Where # is a number or range of numbers. If we wanted 3, we'd write [456]{3}. If we wanted 2-5 digits, we'd write [456]{2,5}. If you wanted 3 or more, [456]{3,}`.

So for your scenario it's [456]{2}. To use a regex in grep, your particular version of grep needs to support the -E swtich. This is typically available in most standard grep's.

$ echo "45123" | grep -E "[456]{2}"
45123

Seems to work but if we give it numbers with 3, we start to see an issue:

$ echo "45423" | grep -E "[456]{2}"
45423

That's matching too. This is because grep has not concept of the fact that these are digits in a string. It's dumb. We told it to tell us if the series of characters in our string are from a set and that there are 2 of them and there are 2 digits in the string 45423.

It also fails for these strings:

$ echo "41412" | grep -E "[456]{2}"
$

So is this method usable? It is if we change tactics a bit, but we'll have to rejigger the regex.

Example

$ echo -e "41123\n44123\n44423\n41423" | grep -E "[^456]*([456][^456]*){2}"
44123
44423
41423

The above is presenting 4 types of the strings.

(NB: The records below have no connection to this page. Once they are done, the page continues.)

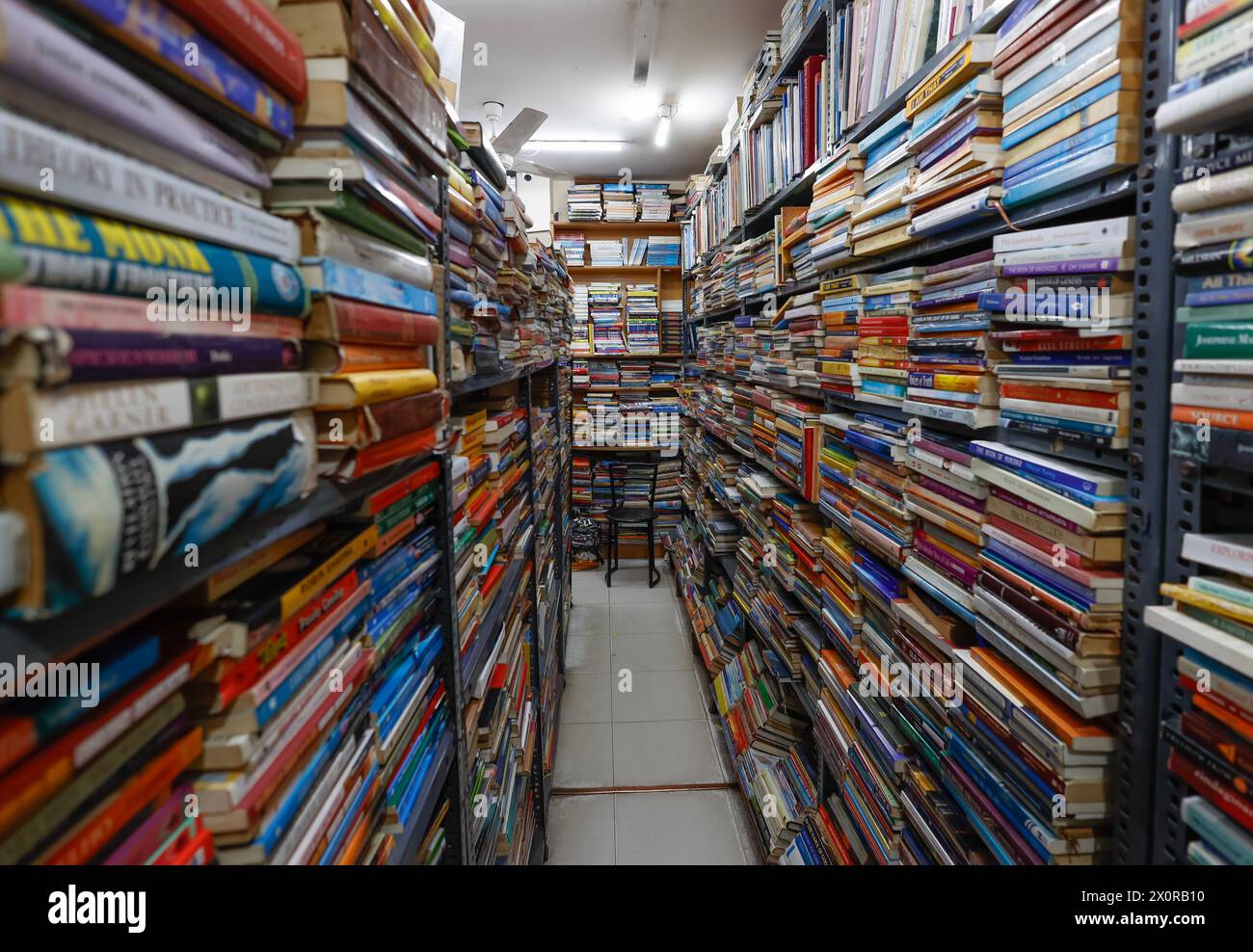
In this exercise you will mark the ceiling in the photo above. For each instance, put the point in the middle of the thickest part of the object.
(574, 59)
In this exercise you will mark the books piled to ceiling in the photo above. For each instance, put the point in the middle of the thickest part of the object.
(573, 246)
(1070, 120)
(882, 220)
(605, 312)
(955, 137)
(583, 203)
(619, 201)
(653, 201)
(606, 253)
(663, 251)
(643, 327)
(839, 191)
(1210, 740)
(1066, 312)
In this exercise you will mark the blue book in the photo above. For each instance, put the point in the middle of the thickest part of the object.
(327, 276)
(1053, 71)
(1055, 116)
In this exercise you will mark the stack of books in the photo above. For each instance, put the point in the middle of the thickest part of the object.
(619, 201)
(884, 334)
(643, 329)
(882, 220)
(839, 192)
(583, 203)
(1066, 313)
(573, 246)
(606, 253)
(605, 312)
(1073, 119)
(951, 351)
(663, 251)
(1211, 742)
(653, 201)
(955, 137)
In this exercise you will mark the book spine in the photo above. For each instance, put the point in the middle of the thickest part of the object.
(253, 34)
(1218, 793)
(111, 183)
(103, 826)
(96, 356)
(163, 37)
(360, 284)
(50, 59)
(76, 251)
(28, 305)
(151, 497)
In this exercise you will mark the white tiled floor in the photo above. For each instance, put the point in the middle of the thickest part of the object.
(635, 713)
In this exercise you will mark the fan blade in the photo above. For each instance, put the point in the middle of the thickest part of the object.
(537, 170)
(519, 132)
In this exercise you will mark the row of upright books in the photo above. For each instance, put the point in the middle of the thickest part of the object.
(947, 615)
(1208, 622)
(622, 201)
(197, 330)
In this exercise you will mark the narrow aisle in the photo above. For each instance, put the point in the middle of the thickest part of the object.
(635, 714)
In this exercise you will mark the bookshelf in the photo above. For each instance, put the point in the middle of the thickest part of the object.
(1135, 763)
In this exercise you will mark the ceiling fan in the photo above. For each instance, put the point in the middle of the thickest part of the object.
(510, 141)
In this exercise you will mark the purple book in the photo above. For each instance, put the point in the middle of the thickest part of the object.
(964, 262)
(1063, 267)
(95, 356)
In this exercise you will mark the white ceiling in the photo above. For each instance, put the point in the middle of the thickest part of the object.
(574, 59)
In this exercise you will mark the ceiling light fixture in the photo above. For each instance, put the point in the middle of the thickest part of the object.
(574, 145)
(664, 114)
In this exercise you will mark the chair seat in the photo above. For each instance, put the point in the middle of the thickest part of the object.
(631, 515)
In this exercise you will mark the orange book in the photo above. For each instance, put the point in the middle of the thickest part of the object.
(1214, 416)
(1061, 395)
(1078, 734)
(87, 837)
(39, 777)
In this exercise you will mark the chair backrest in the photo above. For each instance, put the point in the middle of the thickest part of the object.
(622, 472)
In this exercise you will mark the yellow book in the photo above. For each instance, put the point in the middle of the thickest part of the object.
(355, 389)
(973, 57)
(1210, 602)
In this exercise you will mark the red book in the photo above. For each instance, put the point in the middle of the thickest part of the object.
(253, 36)
(813, 71)
(338, 320)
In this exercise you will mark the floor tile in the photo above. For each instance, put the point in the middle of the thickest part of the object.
(584, 755)
(642, 619)
(587, 654)
(655, 696)
(587, 700)
(589, 589)
(651, 652)
(589, 621)
(664, 752)
(581, 831)
(676, 828)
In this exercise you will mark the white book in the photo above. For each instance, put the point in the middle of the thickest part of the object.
(1106, 230)
(1218, 104)
(105, 182)
(1229, 552)
(1079, 33)
(1222, 397)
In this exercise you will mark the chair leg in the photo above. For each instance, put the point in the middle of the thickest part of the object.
(609, 556)
(652, 560)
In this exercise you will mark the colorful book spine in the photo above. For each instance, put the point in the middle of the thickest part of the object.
(49, 246)
(168, 40)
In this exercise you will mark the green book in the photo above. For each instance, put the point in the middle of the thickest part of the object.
(1229, 339)
(1224, 312)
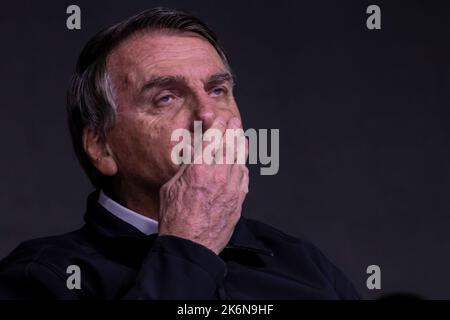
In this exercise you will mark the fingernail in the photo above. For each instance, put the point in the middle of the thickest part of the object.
(236, 122)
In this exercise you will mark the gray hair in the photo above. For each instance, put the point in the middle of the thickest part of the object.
(90, 98)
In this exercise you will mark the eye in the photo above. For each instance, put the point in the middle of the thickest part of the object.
(165, 100)
(218, 91)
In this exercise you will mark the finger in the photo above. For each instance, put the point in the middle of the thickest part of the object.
(218, 128)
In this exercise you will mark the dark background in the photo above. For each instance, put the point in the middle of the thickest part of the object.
(363, 118)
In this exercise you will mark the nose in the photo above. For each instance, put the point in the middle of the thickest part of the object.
(205, 110)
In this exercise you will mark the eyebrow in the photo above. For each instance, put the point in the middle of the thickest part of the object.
(163, 81)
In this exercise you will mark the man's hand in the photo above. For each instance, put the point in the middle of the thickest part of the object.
(203, 202)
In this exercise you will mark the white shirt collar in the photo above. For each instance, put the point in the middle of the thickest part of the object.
(144, 224)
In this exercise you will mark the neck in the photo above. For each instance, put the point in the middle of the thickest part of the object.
(142, 201)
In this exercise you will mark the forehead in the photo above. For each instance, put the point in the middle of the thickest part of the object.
(149, 54)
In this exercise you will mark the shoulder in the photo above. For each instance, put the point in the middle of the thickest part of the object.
(37, 267)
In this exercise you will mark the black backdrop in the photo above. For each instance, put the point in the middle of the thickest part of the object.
(364, 141)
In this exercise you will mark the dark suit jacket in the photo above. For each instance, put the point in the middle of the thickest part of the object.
(117, 261)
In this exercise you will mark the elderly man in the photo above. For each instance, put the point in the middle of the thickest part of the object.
(156, 229)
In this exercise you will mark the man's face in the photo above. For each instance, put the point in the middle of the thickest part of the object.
(163, 82)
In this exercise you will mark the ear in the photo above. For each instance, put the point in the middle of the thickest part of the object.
(99, 153)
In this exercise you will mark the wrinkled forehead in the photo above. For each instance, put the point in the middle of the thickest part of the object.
(162, 53)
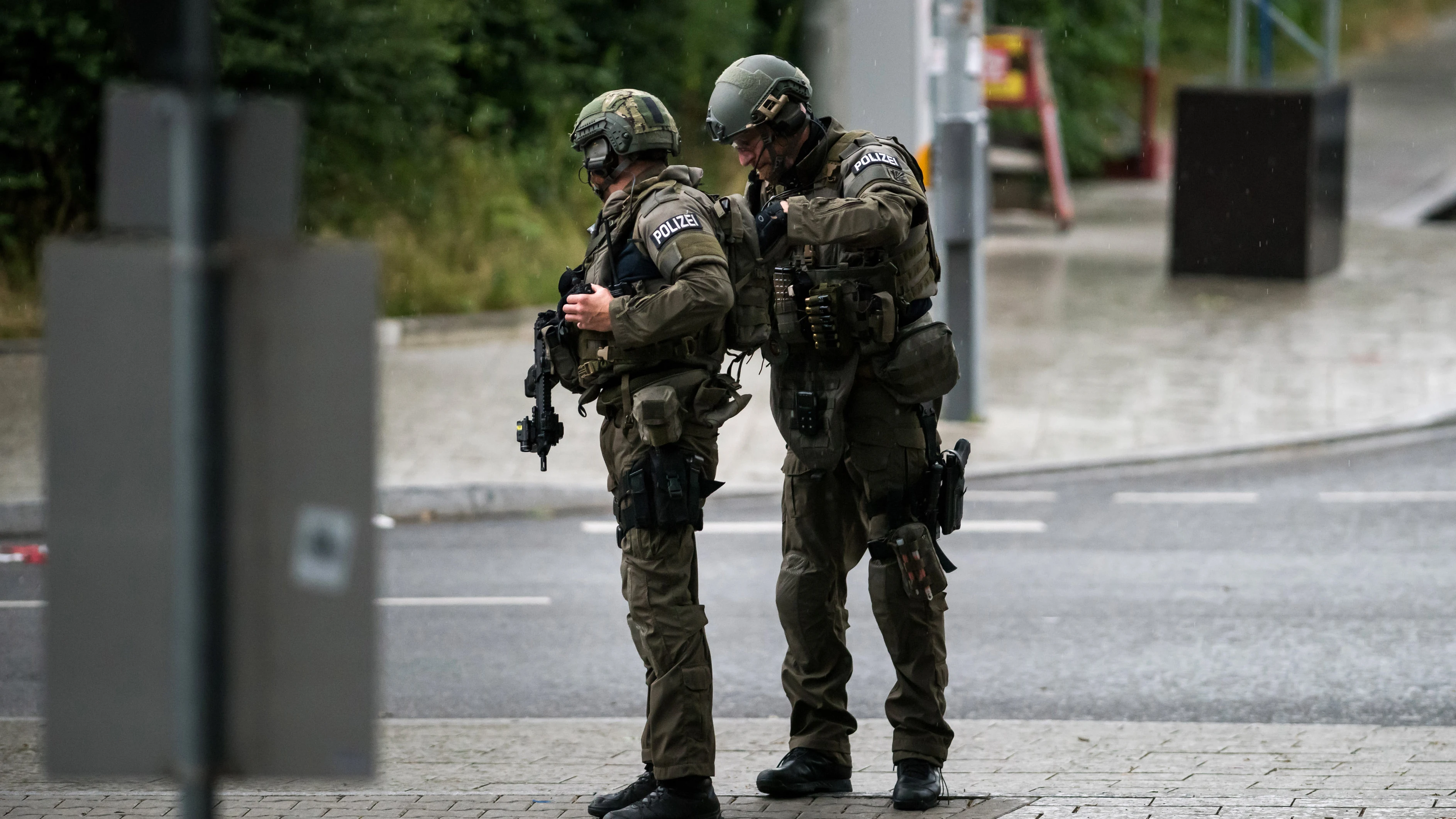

The echo -e "41123\n44123\n44423\n41423" just prints 4 of the numbers from our range.

$ echo -e "41123\n44123\n44423\n41423"
41123
44123
44423
41423

How does this regex work? It sets up a regex pattern of zero or more "not [456]" followed by either 1 or more [456] or zero or more "not [456]" characters, looking for 2 occurrences of the latter.

So now we do a little assembly in your script.

for (( CON1=10000; CON1<=99999; CON1++ )) ;
do
  if echo $CON1 | grep -q -E "[^456]*([456][^456]*){2}"; then
      echo $CON1
    fi
done

Using our head & tail trick from above we can see that it's working:

$ ./cmd.bash | head -5
10044
10045
10046
10054
10055

$ ./cmd.bash | tail -5
99955
99956
99964
99965
99966

But this method proves to be dog slow. The problem is that grep. It's expensive, and we're running `grep 1 time, per iteration through the loop, so that's ~80k times!

To improve that we could move our grep command outside the loop and run it 1 time, after the list's been generated, like so, using our original version of the script that just echoed the numbers out:

$ ./cmd.bash | grep -E "[^456]*([456][^456]*){2}"

NOTE: We could drop the for loop entirely and use the command line tool, seq. This will generate the same sequence of numbers, seq 10000 99999.

One liner?

A fancy way to do this would be to use the sequence of numbers from the above command, and then pipe it to the paste command which would insert a + between each number, and then run that output into the command line calculator, bc.

$ ./cmd.bash | grep -E "[^456]*([456][^456]*){2}" | paste -s -d"+"
10044+10045+10046+10054+10055+10056+10064+10065+10066+10144+10145+...

$ ./cmd.bash | grep -E "[^456]*([456][^456]*){2}" | paste -s -d"+" | bc
2409327540

But that's a completely different way to solve this problem, so lets get back to the for loop.

Using pure Bash

So we need some method for testing if a digit has exactly 2 digits within Bash, but isn't as expensive as calling grep 80k times. Modern versions of Bash include the ability to match using the =~ operator, which can do similar matching as grep. Let's take a look at that next.

#!/bin/bash
for (( CON1=10000; CON1<=99999; CON1++ )) ;
  if [[ $CON1 =~ [^456]*([456][^456]*){2} ]]; then
    echo $CON1
  fi
done

Running this looks to do exactly what we want.

$ ./cmd1.bash  | head -5
10044
10045
10046
10054
10055

$ ./cmd1.bash  | tail -5
99955
99956
99964
99965
99966

Checking it shows that it works with 41511 now:

$ ./cmd1.bash | grep 41511
41511

References

• The conditional expression - Bash

I suppose you have to do this in pure Bash script, but translating John1024's algorithm to awk gives a considerable speed-up:

awk 'BEGIN{k=0;for(i=10000;i<100000;i++){j=i;if(gsub(/[456]/,"",j)==2)k+=i};print k}'

This runs in less than 1/20 of the time that the bash version takes; it's also a little faster than a Python version that uses Python's built-in str.count() method.